A former parishioner of a church at the center of controversy in Central New York spoke with WIBX First News with Keeler this morning.

Nathan Ames was brought up in the church.  His family, he says, broke ties with it nearly fourteen years ago, after a series of incidents that he believes showed that those running the church taught the Word of God, but not the actions.

Ames said that the core belief system is in line with basic Christian beliefs, with some very important exceptions.  Of Jerry Irwin, the pastor who started the church in its original location in Richfield Springs, New York, Ames alleges that he "forced people to respect him."  He said things started to go wrong for his family with their relationship with Irwin's church shortly after an altercation occurred between his father and Irwin.

Ames originally spoke with Syracuse.com reporter Patrick Lohmann in which Ames' comments were characterized by this headline: "New Hartford Ex-Parishioner Reveals Church's Descent into Spiritual Cannibalism."

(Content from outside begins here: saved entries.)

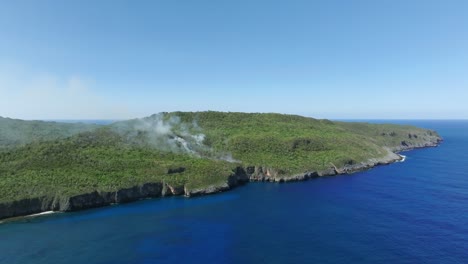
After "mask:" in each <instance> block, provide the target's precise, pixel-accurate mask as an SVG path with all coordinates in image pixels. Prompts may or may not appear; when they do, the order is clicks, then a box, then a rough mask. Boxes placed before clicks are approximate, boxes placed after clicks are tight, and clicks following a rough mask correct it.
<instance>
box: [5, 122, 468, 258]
mask: <svg viewBox="0 0 468 264" xmlns="http://www.w3.org/2000/svg"><path fill="white" fill-rule="evenodd" d="M393 122H399V123H411V124H415V125H418V126H422V127H426V128H432V129H436V130H438V131H439V132H440V134H441V135H442V136H443V137H444V139H445V142H444V143H443V144H442V145H441V146H440V147H438V148H429V149H422V150H415V151H410V152H407V153H406V154H405V155H407V156H408V158H407V160H406V161H405V162H404V163H396V164H392V165H389V166H382V167H378V168H375V169H373V170H370V171H366V172H361V173H357V174H353V175H349V176H336V177H326V178H320V179H315V180H311V181H307V182H298V183H290V184H273V183H251V184H248V185H246V186H244V187H240V188H237V189H235V190H233V191H230V192H227V193H222V194H218V195H213V196H205V197H199V198H191V199H186V198H183V197H174V198H164V199H156V200H146V201H142V202H137V203H132V204H126V205H119V206H113V207H108V208H101V209H93V210H88V211H83V212H76V213H67V214H56V215H51V216H45V217H39V218H34V219H29V220H22V221H18V222H11V223H5V224H2V225H0V263H8V264H13V263H21V264H28V263H47V264H50V263H89V264H91V263H141V264H143V263H200V262H204V263H392V264H393V263H467V261H468V121H404V122H403V121H393Z"/></svg>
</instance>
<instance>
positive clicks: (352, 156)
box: [0, 111, 442, 219]
mask: <svg viewBox="0 0 468 264" xmlns="http://www.w3.org/2000/svg"><path fill="white" fill-rule="evenodd" d="M441 141H442V138H441V137H440V136H439V135H438V134H437V132H435V131H432V130H427V129H422V128H417V127H413V126H401V125H389V124H369V123H351V122H334V121H333V122H332V121H329V120H318V119H313V118H308V117H302V116H296V115H284V114H273V113H271V114H260V113H224V112H212V111H208V112H171V113H160V114H155V115H152V116H149V117H146V118H141V119H132V120H127V121H120V122H116V123H112V124H110V125H90V124H82V123H74V124H65V123H57V122H44V121H23V120H15V119H9V118H0V219H4V218H10V217H16V216H24V215H29V214H37V213H41V212H46V211H75V210H82V209H87V208H93V207H101V206H106V205H110V204H115V203H126V202H131V201H136V200H140V199H145V198H152V197H164V196H170V195H185V196H187V197H190V196H196V195H203V194H210V193H216V192H221V191H226V190H229V189H231V188H233V187H235V186H237V185H239V184H243V183H246V182H248V181H270V182H287V181H297V180H306V179H311V178H315V177H321V176H330V175H336V174H348V173H353V172H356V171H361V170H365V169H369V168H372V167H374V166H377V165H381V164H389V163H392V162H395V161H399V160H401V159H402V157H401V156H400V155H398V154H396V153H398V152H400V151H404V150H410V149H413V148H422V147H434V146H437V145H438V144H439V143H440V142H441Z"/></svg>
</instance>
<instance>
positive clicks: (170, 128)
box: [113, 113, 238, 162]
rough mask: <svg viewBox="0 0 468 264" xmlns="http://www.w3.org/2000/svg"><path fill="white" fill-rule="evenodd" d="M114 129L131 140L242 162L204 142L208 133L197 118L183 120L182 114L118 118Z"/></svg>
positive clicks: (173, 148) (213, 157)
mask: <svg viewBox="0 0 468 264" xmlns="http://www.w3.org/2000/svg"><path fill="white" fill-rule="evenodd" d="M113 128H114V130H116V131H117V132H119V133H120V134H122V135H124V136H126V138H127V140H128V141H129V142H134V143H136V144H142V145H145V146H150V147H154V148H157V149H159V150H163V151H170V152H175V153H187V154H190V155H193V156H198V157H206V158H212V159H218V160H224V161H228V162H238V161H237V160H235V159H234V158H233V157H232V155H231V154H229V153H215V151H214V150H213V149H211V148H210V147H208V146H206V145H205V144H204V140H205V138H206V135H205V134H203V133H202V128H201V127H200V126H198V124H197V122H196V121H195V120H194V121H193V122H191V123H185V122H182V121H181V119H180V117H178V116H174V115H170V116H168V114H166V113H159V114H154V115H152V116H149V117H145V118H141V119H134V120H131V121H124V122H118V123H115V124H114V125H113Z"/></svg>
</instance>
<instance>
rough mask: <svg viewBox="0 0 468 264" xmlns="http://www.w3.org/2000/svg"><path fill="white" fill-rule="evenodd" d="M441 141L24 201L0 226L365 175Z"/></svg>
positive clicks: (5, 210) (12, 205) (13, 204)
mask: <svg viewBox="0 0 468 264" xmlns="http://www.w3.org/2000/svg"><path fill="white" fill-rule="evenodd" d="M441 142H442V139H440V140H437V142H426V143H424V144H420V145H414V146H399V147H396V148H393V149H388V154H387V155H386V156H384V157H380V158H371V159H369V160H367V161H365V162H361V163H357V164H352V165H345V166H343V167H340V168H337V167H336V166H334V165H333V164H331V165H332V166H330V168H328V169H325V170H322V171H309V172H304V173H301V174H295V175H278V172H277V171H275V170H274V169H271V168H266V167H260V166H257V167H246V168H243V167H237V168H236V169H235V170H234V171H233V173H232V174H231V175H229V176H228V179H227V181H226V182H224V183H221V184H217V185H210V186H207V187H203V188H197V189H188V188H187V187H186V186H170V185H168V184H166V183H163V182H157V183H145V184H143V185H138V186H134V187H131V188H125V189H120V190H117V191H115V192H98V191H94V192H91V193H84V194H80V195H76V196H71V197H66V198H54V199H50V198H47V197H40V198H31V199H24V200H19V201H14V202H11V203H8V204H0V224H1V223H4V222H9V221H14V220H15V219H16V218H24V217H37V216H42V215H47V214H52V213H57V212H71V211H79V210H85V209H90V208H96V207H104V206H109V205H112V204H120V203H129V202H134V201H139V200H143V199H151V198H158V197H165V196H185V197H194V196H201V195H208V194H214V193H220V192H225V191H228V190H231V189H233V188H235V187H237V186H240V185H243V184H246V183H248V182H254V181H262V182H276V183H283V182H292V181H305V180H309V179H314V178H318V177H325V176H335V175H343V174H353V173H356V172H360V171H365V170H368V169H371V168H374V167H376V166H381V165H388V164H392V163H395V162H403V161H405V159H406V156H405V155H401V154H399V153H400V152H402V151H410V150H413V149H419V148H429V147H437V146H438V145H439V144H440V143H441Z"/></svg>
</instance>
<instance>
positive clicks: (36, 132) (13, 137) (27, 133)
mask: <svg viewBox="0 0 468 264" xmlns="http://www.w3.org/2000/svg"><path fill="white" fill-rule="evenodd" d="M97 127H99V126H98V125H95V124H83V123H78V124H71V123H57V122H44V121H24V120H18V119H11V118H3V117H0V150H2V149H7V148H13V147H17V146H21V145H25V144H28V143H32V142H41V141H47V140H55V139H60V138H66V137H69V136H72V135H75V134H78V133H81V132H84V131H91V130H93V129H95V128H97Z"/></svg>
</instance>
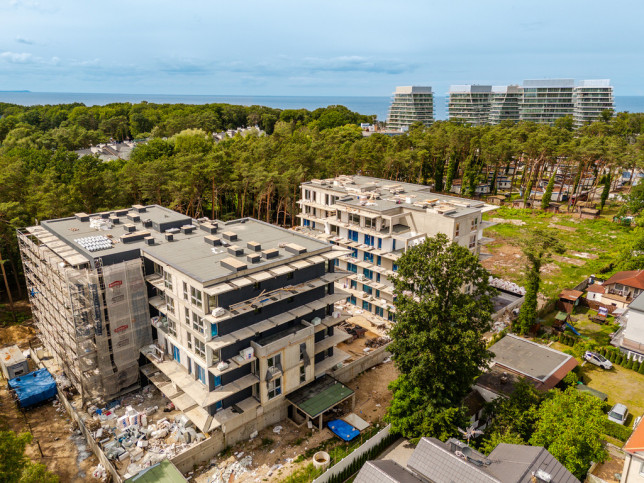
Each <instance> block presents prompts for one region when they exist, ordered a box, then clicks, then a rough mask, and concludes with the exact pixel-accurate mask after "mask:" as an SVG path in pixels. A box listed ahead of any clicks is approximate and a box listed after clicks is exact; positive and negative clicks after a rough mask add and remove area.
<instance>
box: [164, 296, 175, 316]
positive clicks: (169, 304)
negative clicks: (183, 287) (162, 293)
mask: <svg viewBox="0 0 644 483" xmlns="http://www.w3.org/2000/svg"><path fill="white" fill-rule="evenodd" d="M165 306H166V311H167V312H168V313H169V314H172V315H174V313H175V312H174V299H173V298H172V297H170V296H169V295H168V294H166V295H165Z"/></svg>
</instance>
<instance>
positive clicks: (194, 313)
mask: <svg viewBox="0 0 644 483" xmlns="http://www.w3.org/2000/svg"><path fill="white" fill-rule="evenodd" d="M192 328H193V329H194V330H196V331H197V332H199V333H200V334H203V333H205V330H204V323H203V319H202V318H201V317H199V316H198V315H197V314H196V313H194V312H193V313H192Z"/></svg>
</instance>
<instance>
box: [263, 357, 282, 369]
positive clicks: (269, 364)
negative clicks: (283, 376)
mask: <svg viewBox="0 0 644 483" xmlns="http://www.w3.org/2000/svg"><path fill="white" fill-rule="evenodd" d="M266 362H267V363H268V367H269V368H270V367H274V368H276V369H279V367H281V365H282V356H281V354H275V355H274V356H272V357H269V358H268V359H267V360H266Z"/></svg>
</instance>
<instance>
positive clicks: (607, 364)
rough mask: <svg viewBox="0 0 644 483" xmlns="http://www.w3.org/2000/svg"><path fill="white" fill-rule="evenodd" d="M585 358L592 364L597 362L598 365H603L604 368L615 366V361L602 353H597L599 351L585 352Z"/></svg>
mask: <svg viewBox="0 0 644 483" xmlns="http://www.w3.org/2000/svg"><path fill="white" fill-rule="evenodd" d="M584 359H586V360H587V361H588V362H590V363H591V364H595V365H596V366H599V367H602V368H604V369H612V368H613V363H612V362H611V361H609V360H608V359H606V358H605V357H604V356H602V355H601V354H597V352H591V351H586V352H585V353H584Z"/></svg>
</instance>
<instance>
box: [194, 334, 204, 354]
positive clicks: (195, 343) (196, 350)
mask: <svg viewBox="0 0 644 483" xmlns="http://www.w3.org/2000/svg"><path fill="white" fill-rule="evenodd" d="M195 353H196V354H197V355H198V356H199V357H201V358H202V359H205V358H206V344H205V343H203V342H201V341H200V340H199V339H196V338H195Z"/></svg>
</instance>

Ames, who was schooled at the church, says he was forced to stay up all night to complete a school assignment after not passing his "paces" testing.  While his mother was battling cancer and undergoing chemotherapy treatments he failed a test and was ordered to do all of the assignments leading up to the test in one evening.  Despite the fact that his family helped him, and that they stayed up almost all night, he did not complete the packet of homework, and Irwin challenged Ames' father over it.  He indicated that it was at this point that the family began to think that Irwin's teachings were going too far.

He says that the church was comprised of up to ten families, each of which included up to four children, so the church was not large.  He claims that the father "brainwashed" the members and had control of them.  He said that many of the parishioners were vulnerable and desperate, and afraid to leave.

The latest allegations of physical violence at the church, however, were not considered to be a regular practice at the church.  He says that he never witnessed any corporal punishment or any so-called counseling sessions that turned physical.